Use:
ct find . -branch 'brtype(my_branch)' -exec 'echo $CLEARCASE_XPN'
%CLEARCASE_XPN%
is a windows syntax.
$CLEARCASE_XPN
is the unix syntax, that you can use in your Linux tcsh session.
See "cleartool find
" and "Additional examples of the cleartool find command" for many examples using the unix syntax.
Note also the use of simple quotes around the exec directive: -exec 'echo $CLEARCASE_XPN'
.
That will prevent the shell itself to interpret immediately the $CLEARCASE_XPN
variable (which is unknow for the tcsh session) and will allow the cleartool find to pass the right value to the exec directive, replacing $CLEARCASE_XPN
with the extended pathname.
See "String quoting (single quote) vs. Weak Quoting (double quote)":
Strong quoting prevents characters from having special meanings, so if you put a character inside single quotes, what you see is what you get.

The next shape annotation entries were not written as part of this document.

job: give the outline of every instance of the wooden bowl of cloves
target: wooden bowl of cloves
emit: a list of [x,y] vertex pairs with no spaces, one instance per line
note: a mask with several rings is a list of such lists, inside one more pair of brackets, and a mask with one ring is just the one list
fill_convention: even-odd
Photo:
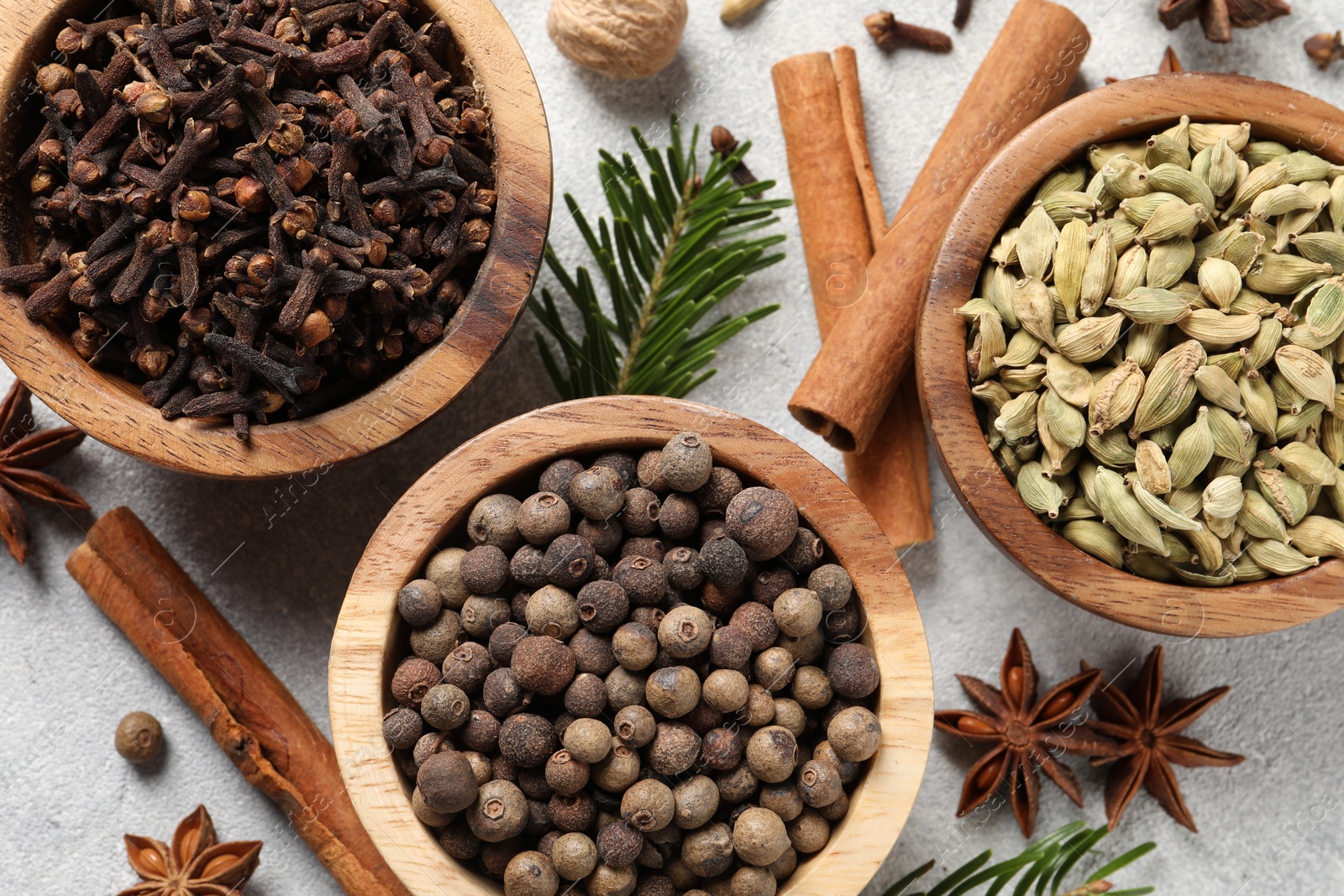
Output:
[[[439,844],[439,836],[448,837],[446,829],[430,827],[417,817],[411,790],[415,782],[403,774],[411,751],[391,751],[384,740],[384,716],[398,707],[390,692],[390,681],[394,670],[407,657],[410,633],[398,610],[399,591],[422,575],[426,560],[435,556],[439,548],[469,544],[465,541],[468,514],[485,496],[527,496],[536,489],[536,477],[562,458],[586,458],[581,462],[593,462],[594,457],[610,458],[612,454],[607,453],[624,453],[626,463],[633,465],[634,458],[645,451],[661,449],[672,437],[688,431],[699,434],[703,443],[712,449],[715,465],[735,470],[743,484],[754,481],[792,498],[797,506],[798,523],[827,545],[833,557],[829,562],[840,564],[849,574],[864,619],[859,626],[862,631],[857,639],[879,661],[879,684],[866,699],[880,719],[876,754],[862,763],[862,776],[852,783],[848,810],[835,822],[829,840],[816,852],[805,850],[810,854],[801,854],[800,850],[797,868],[780,881],[778,892],[794,896],[857,893],[891,850],[914,805],[922,776],[931,731],[929,707],[933,693],[919,611],[891,544],[835,474],[777,433],[734,414],[691,402],[606,396],[532,411],[456,449],[402,496],[374,533],[355,570],[332,639],[328,685],[332,740],[355,810],[388,865],[417,896],[444,892],[499,893],[500,885],[481,870],[473,869],[472,862],[450,857]],[[650,486],[661,488],[652,481]],[[573,489],[570,493],[573,494]],[[660,493],[667,496],[665,489]],[[620,531],[625,527],[621,519],[616,516],[598,525],[614,524]],[[472,520],[476,520],[474,514]],[[723,523],[707,510],[703,523],[715,521]],[[579,532],[587,523],[593,521],[583,520]],[[633,529],[633,524],[630,528]],[[673,544],[683,541],[669,541],[667,548],[672,551]],[[692,536],[691,544],[699,541]],[[519,553],[526,549],[519,548]],[[659,541],[659,556],[663,556],[661,549]],[[614,553],[612,562],[617,563]],[[767,567],[769,563],[762,563],[759,568],[763,572]],[[512,591],[512,587],[508,590]],[[694,591],[669,590],[657,606],[671,609],[683,594],[692,595]],[[527,596],[526,591],[519,591],[515,600]],[[477,599],[487,600],[469,600]],[[731,606],[750,603],[750,594],[739,594]],[[445,599],[444,606],[450,609],[452,604]],[[464,613],[469,610],[469,604],[460,606]],[[449,609],[442,613],[449,614]],[[720,613],[726,621],[728,611]],[[519,627],[513,625],[513,629]],[[586,627],[579,633],[590,634]],[[571,635],[571,643],[577,643],[578,637]],[[844,637],[848,639],[853,635]],[[801,664],[801,660],[796,662]],[[823,664],[820,660],[817,662]],[[503,668],[507,670],[507,666]],[[780,696],[785,693],[786,690],[780,690]],[[554,703],[558,697],[547,699],[539,693],[530,703],[528,712],[550,712],[538,708],[550,707],[547,700]],[[484,712],[485,704],[480,705]],[[472,707],[477,707],[474,699]],[[723,724],[737,724],[728,716],[731,713],[724,713]],[[605,711],[599,717],[610,721],[610,713]],[[444,746],[465,750],[462,744],[469,742],[462,731],[452,732],[454,739]],[[800,735],[800,746],[813,733],[809,731],[808,735]],[[675,775],[672,783],[685,780],[692,774],[719,774],[712,768],[695,768],[695,772]],[[614,798],[620,799],[620,794]],[[727,814],[727,802],[728,798],[724,797],[715,821]],[[732,802],[739,801],[734,798]],[[442,821],[452,825],[460,819],[454,815]],[[680,821],[677,826],[681,826]],[[676,830],[676,826],[669,827]],[[560,827],[579,829],[582,827]],[[597,827],[591,827],[591,832],[595,834]],[[507,848],[516,842],[511,840],[497,845]],[[640,873],[657,873],[657,865],[640,865]],[[587,892],[609,892],[609,883],[587,880],[578,885]],[[630,887],[633,885],[632,879]],[[566,892],[571,885],[564,881],[560,887],[560,892]]]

Therefore, if you are not sure if a character is a special character or not, use strong quotation marks.
Weak quotation marks treat most characters as plain characters, but allow certain characters (or rather meta-characters) to have a special meaning. As the earlier example illustrates, the backslash within double quotation marks is a special meta-character.
It indicates the next character is not, so it can be used before a backslash and before a double quotation mark, escaping the special meaning.
There are two other meta-characters that are allowed inside double quotation marks: the dollar sign, and the back quote.